At home in sand
The Mojave fringe-toed lizard is a medium sized, diurnal lizard adapted to living in sand dunes in the Mojave Desert. They can run upright on their hind legs for short distances, and can rapidly bury themselves in sand when threatened.
Research Questions
To guide our research, we developed the following questions related to utility-scale solar development on public lands in the California desert:
What are the policies and incentives driving utility-scale solar in the California desert?
- How are policy decisions and incentives driving the development of the solar industry and how do they favor either distributed generation or utility-scale solar?
- How do the policy and management incentives and disincentives at the federal, state, and local levels affect siting solar projects on public lands?
How will the different forms of solar energy development affect the ecology of the California desert?
- What are the resource and infrastructure needs of various proposed technologies?
- What are the relative land use efficiencies of each of the “fast-track” solar-energy facility proposals?
- What current stressors should be considered in order to understand the impact that utility-scale solar development might have on California desert ecosystems?
- What direct and indirect impacts of utility-scale solar development on key species, natural communities, and landscape-level ecological processes should be taken into consideration by decision makers?
Can landscape suitability and desert-wide impacts be identified and analyzed spatially?
- What areas may be in high conflict with solar development in the California desert due to land management designation?
- What areas of the desert present a high degree of conflict for building solar facilities due to known occurrences of species habitats?
- What areas of the desert would be visually affected by solar development?
- How can solar facility impacts and needs be analyzed spatially given alternative development scenarios?
How will solar development affect desert residents, and are their opinions and information gaps being addressed?
- What are the socioeconomic impacts of utility-scale solar facilities?
- How can demographic data and facility location be used to predict socioeconomic impacts?
- What are the socioeconomic impacts of existing utility-scale solar facilities and how might the impacts of future facilities be similar and/or different?
- How do existing communities view proposed solar developments?
- What are the knowledge gaps for local stakeholders?
- What sources of information do stakeholders use?
- What are the perceived types and likelihoods of a range of impacts?
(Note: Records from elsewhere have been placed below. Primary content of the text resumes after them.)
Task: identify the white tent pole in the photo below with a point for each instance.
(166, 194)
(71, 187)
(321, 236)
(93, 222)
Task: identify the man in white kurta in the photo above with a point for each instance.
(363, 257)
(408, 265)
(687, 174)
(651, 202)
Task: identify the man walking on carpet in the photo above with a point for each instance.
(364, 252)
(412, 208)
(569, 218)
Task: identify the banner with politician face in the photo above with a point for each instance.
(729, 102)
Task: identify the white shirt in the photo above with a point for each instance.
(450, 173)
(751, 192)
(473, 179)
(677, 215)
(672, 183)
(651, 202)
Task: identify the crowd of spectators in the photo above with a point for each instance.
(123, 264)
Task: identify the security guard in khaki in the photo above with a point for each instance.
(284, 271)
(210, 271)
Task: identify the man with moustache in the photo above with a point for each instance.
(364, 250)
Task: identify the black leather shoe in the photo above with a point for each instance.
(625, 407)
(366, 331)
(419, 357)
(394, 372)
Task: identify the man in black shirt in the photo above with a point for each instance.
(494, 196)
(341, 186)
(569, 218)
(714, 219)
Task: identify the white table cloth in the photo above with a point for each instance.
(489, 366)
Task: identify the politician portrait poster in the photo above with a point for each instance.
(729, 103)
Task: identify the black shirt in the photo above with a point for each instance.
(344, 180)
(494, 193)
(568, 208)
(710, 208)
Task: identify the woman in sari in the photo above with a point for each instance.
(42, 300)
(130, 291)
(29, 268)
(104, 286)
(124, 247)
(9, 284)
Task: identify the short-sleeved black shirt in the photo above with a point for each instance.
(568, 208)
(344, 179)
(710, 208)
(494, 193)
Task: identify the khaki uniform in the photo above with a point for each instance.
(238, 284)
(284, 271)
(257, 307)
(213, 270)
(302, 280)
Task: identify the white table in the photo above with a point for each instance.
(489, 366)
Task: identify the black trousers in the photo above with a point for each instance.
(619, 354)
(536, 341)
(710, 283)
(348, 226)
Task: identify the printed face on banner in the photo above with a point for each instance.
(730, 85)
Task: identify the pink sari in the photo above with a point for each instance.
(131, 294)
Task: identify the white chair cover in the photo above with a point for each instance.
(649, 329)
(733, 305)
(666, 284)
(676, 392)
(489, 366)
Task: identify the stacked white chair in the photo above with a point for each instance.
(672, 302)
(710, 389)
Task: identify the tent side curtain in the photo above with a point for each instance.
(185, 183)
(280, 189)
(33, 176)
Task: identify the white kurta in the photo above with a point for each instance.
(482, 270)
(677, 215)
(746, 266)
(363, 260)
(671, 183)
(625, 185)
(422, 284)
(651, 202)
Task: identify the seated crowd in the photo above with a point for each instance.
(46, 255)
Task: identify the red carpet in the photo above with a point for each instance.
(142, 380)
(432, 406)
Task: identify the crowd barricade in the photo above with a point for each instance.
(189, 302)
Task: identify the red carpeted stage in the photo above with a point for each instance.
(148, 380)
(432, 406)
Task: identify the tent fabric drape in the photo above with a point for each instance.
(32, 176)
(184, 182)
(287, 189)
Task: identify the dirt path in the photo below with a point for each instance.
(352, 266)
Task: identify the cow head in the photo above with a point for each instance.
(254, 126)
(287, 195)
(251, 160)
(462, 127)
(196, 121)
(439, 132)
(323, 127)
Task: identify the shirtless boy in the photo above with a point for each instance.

How are decisions being made in the solar energy siting process?
- What is the current process for siting solar facilities on public lands?
- What are the strengths and weaknesses of the process?
- Are local stakeholders aware of and using BLM public commenting opportunities?
- What aspects of existing alternative processes would be beneficial for the solar siting process?
What changes and improvements can be adopted to more effectively site solar facilities with minimal ecological impact?
- How should the current solar siting process be changed and improved?
- What mitigation and design measures can developers take to reduce the ecological impacts of utility-scale solar development on the California desert?